Package 'lmhelprs'

Title: Helper Functions for Linear Model Analysis
Description: A collection of helper functions for multiple regression models fitted by lm(). Most of them are simple functions for simple tasks which can be done with coding, but may not be easy for occasional users of R. Most of the tasks addressed are those sometimes needed when using the 'manymome' package (Cheung and Cheung, 2023, <doi:10.3758/s13428-023-02224-z>) and 'stdmod' package (Cheung, Cheung, Lau, Hui, and Vong, 2022, <doi:10.1037/hea0001188>). However, they can also be used in other scenarios.
Authors: Shu Fai Cheung [aut, cre]
Maintainer: Shu Fai Cheung <[email protected]>
License: GPL (>= 3)
Version: 0.4.0
Built: 2024-11-14 05:30:41 UTC
Source: https://github.com/sfcheung/lmhelprs

Help Index


Sample Data: For Testing

Description

A eight-variable dataset with 100 cases.

Usage

data_test1

Format

A data frame with 100 rows and 8 variables:

x1

Predictor. Numeric.

x2

Predictor. Numeric.

x3

Predictor. Numeric.

x4

Predictor. Numeric.

x5

Predictor. Numeric.

y

Outcome. Numeric.

cat1

Predictor. String. Values: "Alpha", "Beta", "Gamma"

cat2

Predictor. String. Values: "North", "South", "East", "West"

Examples

data(data_test1)
lm(y ~ x1 + cat2 + cat1 + cat2:cat1, data_test1)

Check Models Hierarchy

Description

Check a list of 'lm' objects to see whether they are be ordered in a way for doing hierarchical regression analysis.

Usage

hierarchical(...)

Arguments

...

The outputs of lm(), that is, one or more lm-class objects. The outputs of other model fitting functions may also be used, but should be used with cautions. Please refer to the "How it works" section in "Details."

Details

Two models can be compared by hierarchical regression analysis if one model can be formed by adding one or more terms to the other model.

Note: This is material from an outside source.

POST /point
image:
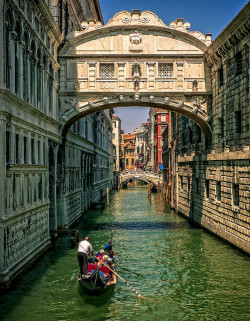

This function checks whether a list of lm outputs can be ordered from the simplest model to the most complex model, with a more complex model formed by adding one or more terms to a simpler model.

How it works

It extracts the terms in each model by stats::terms() and then extracts the labels of the terms by labels(). The labels are then used to determine the hierarchical order.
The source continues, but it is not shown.